Quirinius’ Census or Clegg’s Individual Electoral Registration

Nick Clegg Voter registration may not be the most exciting of subjects, but it has a certain topicality, as we remember a child born of parents travelling a long distance to register, albeit for a census.

An answer from Nick Clegg in the House of Commons on 20 December 2012, during questions to the Deputy Prime Minister, suggests that the Liberal Democrats are not giving much ground on the introduction of individual electoral registration (IER), which was included as a commitment in the Coalition Agreement. This is despite growing criticism that IER will not fix the fall in registered voters, with the Electoral Commission reporting on 14 December 2011 that 6 million voters (or 17.7% of those ordinarily eligible to vote, estimated in April 2011), had disappeared off the Electoral Roll (click here for the report).

I agree with the critics who suggest that the Government’s proposals for IER will not address the problem of missing voters, and that consideration should be given to a legal obligation to register (but see below on reservations).

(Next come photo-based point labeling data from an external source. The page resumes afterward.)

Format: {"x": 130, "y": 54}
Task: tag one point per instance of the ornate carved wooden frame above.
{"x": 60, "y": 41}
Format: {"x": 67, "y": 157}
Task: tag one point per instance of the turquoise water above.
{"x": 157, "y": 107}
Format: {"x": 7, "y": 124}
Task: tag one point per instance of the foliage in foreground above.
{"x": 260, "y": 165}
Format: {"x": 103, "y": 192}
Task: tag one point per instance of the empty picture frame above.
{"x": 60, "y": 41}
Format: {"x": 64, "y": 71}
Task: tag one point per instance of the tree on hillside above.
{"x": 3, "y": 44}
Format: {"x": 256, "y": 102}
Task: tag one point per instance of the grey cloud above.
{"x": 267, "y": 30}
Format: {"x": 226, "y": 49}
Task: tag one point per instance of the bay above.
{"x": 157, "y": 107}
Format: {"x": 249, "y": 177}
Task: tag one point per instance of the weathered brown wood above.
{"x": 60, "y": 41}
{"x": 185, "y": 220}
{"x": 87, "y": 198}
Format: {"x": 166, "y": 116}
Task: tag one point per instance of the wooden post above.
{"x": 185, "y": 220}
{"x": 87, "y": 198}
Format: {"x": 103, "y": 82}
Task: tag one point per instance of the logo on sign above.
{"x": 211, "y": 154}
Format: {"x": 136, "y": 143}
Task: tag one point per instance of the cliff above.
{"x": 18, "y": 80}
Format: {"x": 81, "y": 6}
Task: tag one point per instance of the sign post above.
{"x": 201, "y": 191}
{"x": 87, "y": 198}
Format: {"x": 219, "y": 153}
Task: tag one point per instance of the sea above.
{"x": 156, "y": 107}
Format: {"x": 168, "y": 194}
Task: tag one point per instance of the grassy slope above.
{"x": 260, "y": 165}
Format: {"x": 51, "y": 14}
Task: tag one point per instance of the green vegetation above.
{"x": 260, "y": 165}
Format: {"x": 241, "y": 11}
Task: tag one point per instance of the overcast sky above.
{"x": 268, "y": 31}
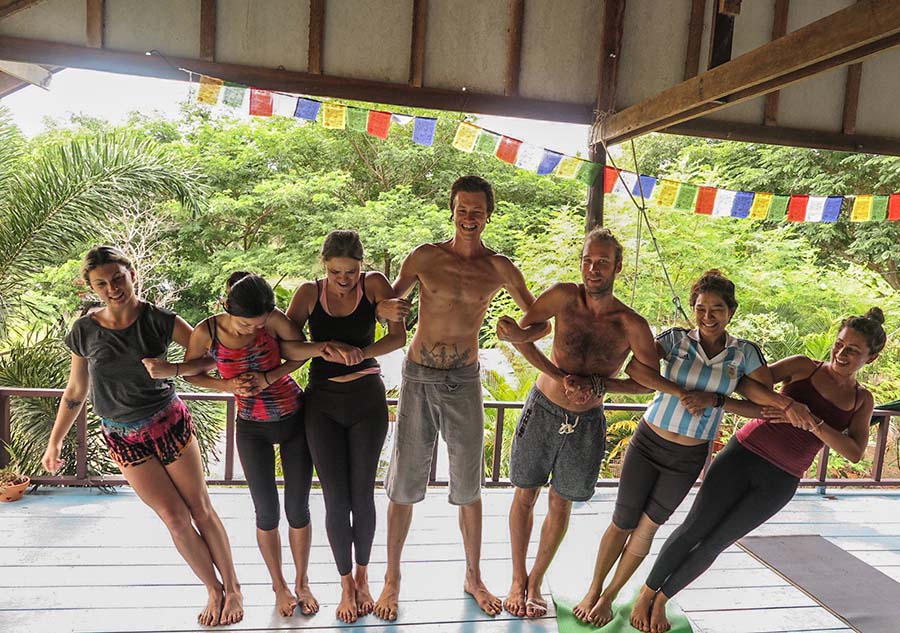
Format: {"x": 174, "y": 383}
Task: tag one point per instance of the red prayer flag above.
{"x": 379, "y": 123}
{"x": 260, "y": 102}
{"x": 706, "y": 198}
{"x": 894, "y": 207}
{"x": 610, "y": 175}
{"x": 797, "y": 208}
{"x": 508, "y": 149}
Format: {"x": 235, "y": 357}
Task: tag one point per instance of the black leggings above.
{"x": 256, "y": 448}
{"x": 346, "y": 423}
{"x": 656, "y": 476}
{"x": 741, "y": 491}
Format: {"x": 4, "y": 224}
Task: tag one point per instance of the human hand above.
{"x": 696, "y": 401}
{"x": 51, "y": 461}
{"x": 392, "y": 309}
{"x": 158, "y": 368}
{"x": 337, "y": 352}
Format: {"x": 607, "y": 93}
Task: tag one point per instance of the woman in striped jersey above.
{"x": 758, "y": 472}
{"x": 702, "y": 368}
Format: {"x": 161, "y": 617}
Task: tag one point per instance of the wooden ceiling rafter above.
{"x": 514, "y": 27}
{"x": 316, "y": 36}
{"x": 846, "y": 36}
{"x": 166, "y": 67}
{"x": 417, "y": 44}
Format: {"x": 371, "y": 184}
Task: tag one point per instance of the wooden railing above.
{"x": 881, "y": 419}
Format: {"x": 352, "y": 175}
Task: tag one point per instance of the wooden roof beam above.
{"x": 131, "y": 63}
{"x": 844, "y": 37}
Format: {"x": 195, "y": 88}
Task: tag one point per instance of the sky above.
{"x": 112, "y": 96}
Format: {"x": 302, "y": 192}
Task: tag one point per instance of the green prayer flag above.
{"x": 778, "y": 210}
{"x": 357, "y": 119}
{"x": 879, "y": 208}
{"x": 686, "y": 197}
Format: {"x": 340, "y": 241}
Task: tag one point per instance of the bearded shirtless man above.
{"x": 441, "y": 388}
{"x": 562, "y": 430}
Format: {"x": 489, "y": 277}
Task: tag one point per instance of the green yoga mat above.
{"x": 568, "y": 623}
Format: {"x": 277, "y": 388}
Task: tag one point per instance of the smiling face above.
{"x": 470, "y": 214}
{"x": 850, "y": 352}
{"x": 599, "y": 267}
{"x": 711, "y": 314}
{"x": 342, "y": 272}
{"x": 113, "y": 283}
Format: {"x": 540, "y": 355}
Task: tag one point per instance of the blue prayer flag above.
{"x": 548, "y": 162}
{"x": 423, "y": 130}
{"x": 307, "y": 109}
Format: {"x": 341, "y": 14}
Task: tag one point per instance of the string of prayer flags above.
{"x": 423, "y": 130}
{"x": 209, "y": 90}
{"x": 260, "y": 102}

No such requirement exists in the present Representation of the Peoples Act 1983, or is proposed by the Liberal Democrats (as confirmed by Nick Clegg).

I suspect that part of the reluctance citizens have to electoral registration is the secondary use permitted by the 1983 Act (and the Representation of the Peoples (England and Wales) Regulations 2001, for England and Wales), subject to voters’ opt outs, for the electoral roll. Perhaps if the electoral register were maintained upon the basis that its sole use was for electoral registration, subject to voters’ opt in for secondary uses, more would be willing to register. It would certainly place the onus on public authorities to explain and justify their secondary uses.

There is also the question of drawing the boundaries of constituencies by reference to the electorate, being the eligible voters whose names appear on the electoral register (under Parliamentary Constituencies Act 1986). If the number of registered voters continues to fall, it will also have a marked effect on the shape of parliamentary constituencies. It is easy to see how claims of gerrymandering therefore surround the Government’s proposals. This is before consideration is made of the use to which the electoral register is put by local and national government for resource and other planning purposes.

If, as many suspect, it will be the marginalised that will drop off the electoral roll with IER, will their needs be recognised in any social security and associated services planning? Or, to round off the Christmas theme, will the lack of social housing planning mean more displaced families end up in stables?